Бывает же такое солнечное настроение. Особенно летом, когда ничто не гнетет: ни дождь, ни работа, ни жена. В состоянии, в котором он пребывал, хотелось отдать незнакомому человеку и настроение, и деньги. Вокруг никого больше не было, лишь один этот бомж. Вид и одежда его были засаленными и изношенными, но не грязными. Лицо было потрепано, под глазами давнишние мешки, но, как ни странно, взгляд был трезвый и внимательный.
Кирилл Михайлович приглашающе взглянул на него, и бомж подсел на ту же скамейку, но поодаль.
- Пива хотите?
- Хотелось бы.
- Держите, - и протянул ему бутылку.
- Спасибо, покурить бы еще.
- Вот, возьмите пачку сигарет.
- Благодарствую.
- Может быть, денег? Берите сто рублей.
- Премного благодарен.
- Вы где живете? Я Вас уже видел.
- Да жил здесь рядом неподалеку. Теперь скитаюсь по родным углам.
- Понятно.
Выспрашивать не было смысла. Сколько таких перевидал: человек потерял работу, дом, семью. Но какая-то прошлая интеллигентность проглядывала в нем и в его словах.
- Вас как зовут? 
- Петр Иванович. А Вы не в больнице ли, случаем,  работаете?
- Да, работаю в больнице.
- Наверное, доктором служите?
- Да, я доктор.
- Скажите, пожалуйста…
Он передохнул, хлебнул еще пива, закурил сигарету и взглянул как-то просяще, как те недавние собаки.

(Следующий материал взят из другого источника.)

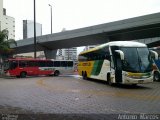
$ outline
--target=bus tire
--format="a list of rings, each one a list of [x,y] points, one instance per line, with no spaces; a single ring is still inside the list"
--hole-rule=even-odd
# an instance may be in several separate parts
[[[58,71],[58,70],[56,70],[56,71],[54,72],[54,76],[59,76],[59,71]]]
[[[112,83],[112,81],[111,81],[111,75],[110,75],[110,73],[107,74],[107,83],[108,83],[108,85],[110,85],[110,86],[113,85],[113,83]]]
[[[85,72],[85,73],[83,73],[83,79],[84,80],[87,80],[88,78],[87,78],[87,73]]]
[[[21,72],[21,73],[20,73],[20,77],[21,77],[21,78],[25,78],[26,76],[27,76],[27,73],[26,73],[26,72]]]
[[[154,81],[159,81],[159,80],[160,80],[160,74],[159,74],[158,71],[155,71],[155,72],[154,72],[153,80],[154,80]]]

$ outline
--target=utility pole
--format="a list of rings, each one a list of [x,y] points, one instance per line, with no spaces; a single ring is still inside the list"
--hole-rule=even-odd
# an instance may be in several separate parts
[[[36,0],[34,0],[34,58],[37,57],[36,46]]]

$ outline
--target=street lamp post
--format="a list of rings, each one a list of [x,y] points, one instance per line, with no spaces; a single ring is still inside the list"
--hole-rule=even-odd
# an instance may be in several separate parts
[[[36,0],[34,0],[34,58],[36,56]]]
[[[51,8],[51,34],[52,34],[52,5],[51,4],[48,4]]]

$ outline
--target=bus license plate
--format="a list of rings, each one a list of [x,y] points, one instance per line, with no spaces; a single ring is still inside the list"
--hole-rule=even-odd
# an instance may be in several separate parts
[[[143,83],[143,80],[139,80],[138,83]]]

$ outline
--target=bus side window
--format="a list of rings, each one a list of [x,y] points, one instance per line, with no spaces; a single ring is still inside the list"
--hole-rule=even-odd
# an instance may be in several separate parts
[[[94,56],[94,60],[97,60],[97,56],[96,55]]]
[[[106,54],[106,55],[105,55],[105,59],[110,60],[110,59],[111,59],[111,56],[110,56],[109,54]]]
[[[45,61],[40,61],[39,62],[39,67],[46,67],[46,62]]]
[[[61,67],[67,67],[67,61],[61,61]]]
[[[60,61],[54,61],[54,67],[60,67]]]
[[[73,67],[73,61],[68,61],[68,67]]]
[[[102,55],[102,60],[104,60],[106,58],[106,56],[105,55]]]
[[[53,67],[53,61],[46,61],[46,67]]]
[[[19,67],[26,67],[27,62],[26,61],[19,61]]]
[[[94,59],[93,54],[90,55],[90,58],[91,58],[91,59],[90,59],[91,61]]]
[[[105,59],[111,60],[110,52],[109,52],[109,46],[105,48]]]
[[[92,55],[91,54],[87,54],[87,61],[91,61],[92,60]]]
[[[38,66],[36,61],[28,61],[28,67],[35,67]]]
[[[12,61],[10,64],[10,68],[11,69],[15,69],[18,66],[18,62],[17,61]]]

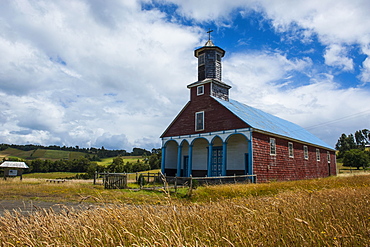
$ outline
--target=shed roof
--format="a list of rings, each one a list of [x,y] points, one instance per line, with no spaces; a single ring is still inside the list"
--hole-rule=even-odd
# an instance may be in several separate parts
[[[24,162],[19,162],[19,161],[4,161],[0,165],[0,168],[23,168],[23,169],[27,169],[29,167]]]
[[[229,101],[225,101],[213,96],[212,98],[226,107],[229,111],[243,120],[253,129],[269,132],[279,136],[285,136],[291,139],[311,143],[316,146],[321,146],[333,150],[333,148],[326,144],[324,141],[311,134],[304,128],[298,126],[297,124],[281,119],[251,106],[245,105],[236,100],[230,99]]]

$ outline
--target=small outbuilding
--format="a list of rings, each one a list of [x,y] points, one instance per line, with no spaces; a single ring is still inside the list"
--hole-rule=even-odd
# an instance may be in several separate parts
[[[0,168],[4,169],[4,180],[6,177],[20,176],[22,180],[23,169],[28,169],[28,165],[20,161],[4,161]]]

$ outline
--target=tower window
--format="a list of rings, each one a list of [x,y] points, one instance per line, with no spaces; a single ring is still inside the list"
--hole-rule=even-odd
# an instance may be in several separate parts
[[[199,56],[199,58],[198,58],[198,66],[205,63],[204,57],[205,57],[204,54],[202,54],[202,55]]]
[[[204,94],[204,85],[197,87],[197,95],[202,95],[202,94]]]
[[[326,152],[326,155],[327,155],[327,157],[328,157],[328,163],[330,163],[330,152],[329,152],[329,151],[327,151],[327,152]]]
[[[204,130],[204,111],[195,113],[195,130]]]
[[[221,55],[219,53],[216,54],[217,61],[221,61]]]
[[[316,148],[316,160],[320,161],[320,149]]]

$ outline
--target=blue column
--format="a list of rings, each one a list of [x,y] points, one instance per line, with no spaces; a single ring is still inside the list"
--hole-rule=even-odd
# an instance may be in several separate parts
[[[188,174],[187,176],[190,177],[193,173],[193,145],[189,145],[189,164],[188,164]]]
[[[253,145],[252,139],[248,140],[248,174],[253,175]],[[252,181],[255,182],[255,181]]]
[[[227,142],[222,143],[222,176],[226,176],[227,171]]]
[[[182,146],[177,147],[177,177],[181,177]]]
[[[165,160],[166,160],[166,147],[163,146],[162,147],[162,161],[161,161],[161,172],[162,172],[162,174],[164,174],[164,171],[165,171],[165,168],[166,168]]]
[[[213,144],[209,143],[208,144],[208,164],[207,164],[207,176],[211,177],[212,176],[212,153],[213,153]]]

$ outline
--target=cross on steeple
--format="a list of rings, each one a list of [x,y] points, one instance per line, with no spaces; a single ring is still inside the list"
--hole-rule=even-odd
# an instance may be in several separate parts
[[[213,30],[211,29],[208,29],[208,40],[211,40],[211,33],[213,32]]]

- А вы не видели там, у себя, в больнице девушку, женщину лет тридцати? Ее вчера привезли на скорой помощи.
- А что случилось?
- Это моя дочь. Таней зовут. Она пришла ко мне вчера вечером. Такая же, как и я, бестолковая и одинокая. У нее вдруг кровь горлом пошла, я вызвал скорую, и ее отправили к вам, в больницу, это же близко.
- Какая она?
Кирилл Михайлович спросил просто так, он не помнил, как выглядели его больные, но вдруг он понял, что речь идет о той женщине с циррозом печени. Она поступила в 00.00 и умерла в 3.00.

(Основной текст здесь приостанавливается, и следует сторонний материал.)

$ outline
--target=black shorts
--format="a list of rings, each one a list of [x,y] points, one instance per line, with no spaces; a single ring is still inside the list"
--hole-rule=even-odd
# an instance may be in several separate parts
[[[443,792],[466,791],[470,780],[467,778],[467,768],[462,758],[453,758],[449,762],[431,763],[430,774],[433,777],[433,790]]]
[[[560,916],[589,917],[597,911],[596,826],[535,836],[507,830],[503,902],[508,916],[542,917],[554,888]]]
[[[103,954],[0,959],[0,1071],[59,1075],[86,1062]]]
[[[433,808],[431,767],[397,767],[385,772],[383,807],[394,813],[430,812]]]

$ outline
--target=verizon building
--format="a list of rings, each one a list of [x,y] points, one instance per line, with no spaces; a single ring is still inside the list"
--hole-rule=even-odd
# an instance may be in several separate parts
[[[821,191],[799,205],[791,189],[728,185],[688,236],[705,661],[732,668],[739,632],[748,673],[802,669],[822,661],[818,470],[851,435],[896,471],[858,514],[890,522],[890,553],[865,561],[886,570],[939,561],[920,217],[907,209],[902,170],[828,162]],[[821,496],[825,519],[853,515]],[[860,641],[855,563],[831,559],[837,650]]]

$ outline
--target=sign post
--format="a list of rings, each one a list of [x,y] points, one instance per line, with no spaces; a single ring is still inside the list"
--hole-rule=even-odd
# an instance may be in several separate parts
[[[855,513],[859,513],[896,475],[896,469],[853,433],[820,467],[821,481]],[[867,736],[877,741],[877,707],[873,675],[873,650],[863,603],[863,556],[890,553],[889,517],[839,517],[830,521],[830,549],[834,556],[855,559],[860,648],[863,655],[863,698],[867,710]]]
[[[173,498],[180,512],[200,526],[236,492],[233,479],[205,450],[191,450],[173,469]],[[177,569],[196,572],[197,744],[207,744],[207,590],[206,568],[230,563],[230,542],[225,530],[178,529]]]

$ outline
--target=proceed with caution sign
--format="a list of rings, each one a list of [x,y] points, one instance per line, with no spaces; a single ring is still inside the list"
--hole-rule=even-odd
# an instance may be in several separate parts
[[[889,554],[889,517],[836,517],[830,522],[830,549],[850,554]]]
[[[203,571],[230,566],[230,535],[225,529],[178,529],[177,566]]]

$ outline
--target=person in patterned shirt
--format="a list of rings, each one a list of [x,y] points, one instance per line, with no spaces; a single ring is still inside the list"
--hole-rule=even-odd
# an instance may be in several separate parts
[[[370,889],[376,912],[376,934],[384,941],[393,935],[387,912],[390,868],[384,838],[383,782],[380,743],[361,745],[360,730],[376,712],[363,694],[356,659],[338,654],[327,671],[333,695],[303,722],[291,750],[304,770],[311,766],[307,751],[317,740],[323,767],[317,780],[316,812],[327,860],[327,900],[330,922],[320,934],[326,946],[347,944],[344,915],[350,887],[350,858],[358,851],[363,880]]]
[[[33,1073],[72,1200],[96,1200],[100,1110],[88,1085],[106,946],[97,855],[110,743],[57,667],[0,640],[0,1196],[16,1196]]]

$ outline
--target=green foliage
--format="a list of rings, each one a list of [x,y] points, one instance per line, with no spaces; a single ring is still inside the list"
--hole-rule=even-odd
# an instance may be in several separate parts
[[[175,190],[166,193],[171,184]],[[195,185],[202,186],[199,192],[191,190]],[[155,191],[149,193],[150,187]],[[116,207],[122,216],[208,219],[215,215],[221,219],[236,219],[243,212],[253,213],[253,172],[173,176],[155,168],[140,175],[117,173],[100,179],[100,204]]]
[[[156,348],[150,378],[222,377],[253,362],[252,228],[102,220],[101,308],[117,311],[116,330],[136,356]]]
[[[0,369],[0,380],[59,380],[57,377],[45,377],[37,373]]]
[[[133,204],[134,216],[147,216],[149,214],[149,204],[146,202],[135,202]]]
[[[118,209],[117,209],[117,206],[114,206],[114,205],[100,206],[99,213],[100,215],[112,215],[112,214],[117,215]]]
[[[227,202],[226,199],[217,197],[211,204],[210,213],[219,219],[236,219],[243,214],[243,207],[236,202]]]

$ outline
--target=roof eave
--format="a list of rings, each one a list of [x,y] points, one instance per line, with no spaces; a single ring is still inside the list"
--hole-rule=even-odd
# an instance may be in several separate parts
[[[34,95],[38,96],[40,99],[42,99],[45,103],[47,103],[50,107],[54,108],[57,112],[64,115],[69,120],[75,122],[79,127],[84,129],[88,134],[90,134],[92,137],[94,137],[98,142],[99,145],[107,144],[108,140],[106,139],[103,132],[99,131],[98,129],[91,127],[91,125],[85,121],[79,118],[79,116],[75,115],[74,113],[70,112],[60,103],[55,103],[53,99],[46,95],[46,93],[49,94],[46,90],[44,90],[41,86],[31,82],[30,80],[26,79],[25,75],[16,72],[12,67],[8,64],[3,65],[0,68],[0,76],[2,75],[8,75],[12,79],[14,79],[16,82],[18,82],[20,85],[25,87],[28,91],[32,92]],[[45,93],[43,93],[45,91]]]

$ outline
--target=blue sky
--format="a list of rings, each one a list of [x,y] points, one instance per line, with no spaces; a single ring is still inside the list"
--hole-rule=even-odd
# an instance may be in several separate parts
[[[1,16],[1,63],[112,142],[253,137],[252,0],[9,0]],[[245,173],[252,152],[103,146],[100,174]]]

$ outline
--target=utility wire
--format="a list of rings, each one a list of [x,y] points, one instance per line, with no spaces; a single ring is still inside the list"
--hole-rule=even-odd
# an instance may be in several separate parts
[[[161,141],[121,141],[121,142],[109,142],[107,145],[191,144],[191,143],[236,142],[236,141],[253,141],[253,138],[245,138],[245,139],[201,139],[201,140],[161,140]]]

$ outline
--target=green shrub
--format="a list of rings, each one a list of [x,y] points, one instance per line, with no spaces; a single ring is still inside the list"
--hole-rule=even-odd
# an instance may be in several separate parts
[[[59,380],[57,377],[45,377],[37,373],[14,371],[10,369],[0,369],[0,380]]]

- Красивая, светленькая, молодая еще.
- Нет, не знаю.
Вдруг захотелось сотворить что-то еще для безвестного ему Петра Ивановича. А что еще для него можно сделать, не знал. Петр Иванович допил свое пиво и тихо ушел.
«Жаль его и его дочь», - подумал Кирилл Михайлович.  « А что, собственно, можно переделать? У меня в каждую смену поступает десяток таких, и половина умирает. Ничего нельзя сделать».


Ш

Были очередные сутки в реанимации. Я не разглядывал больных. Их раздевали догола прежде, чем подвозили ко мне. Так нужно, так полагается.  Я осматривал умирающего человека, ставил диагноз и делал все, что мог.
Привезли двух бомжей без сознания. Один из них вдруг открыл глаза и посмотрел на меня. Мне показалось, укоризненно. Я ничего не сказал и не подал вида, что узнал его. Теперь он для  меня был только больной. Его увезли на каталке.  Сменилась моя смена. Больше я его не видел и не знаю, умер он или нет.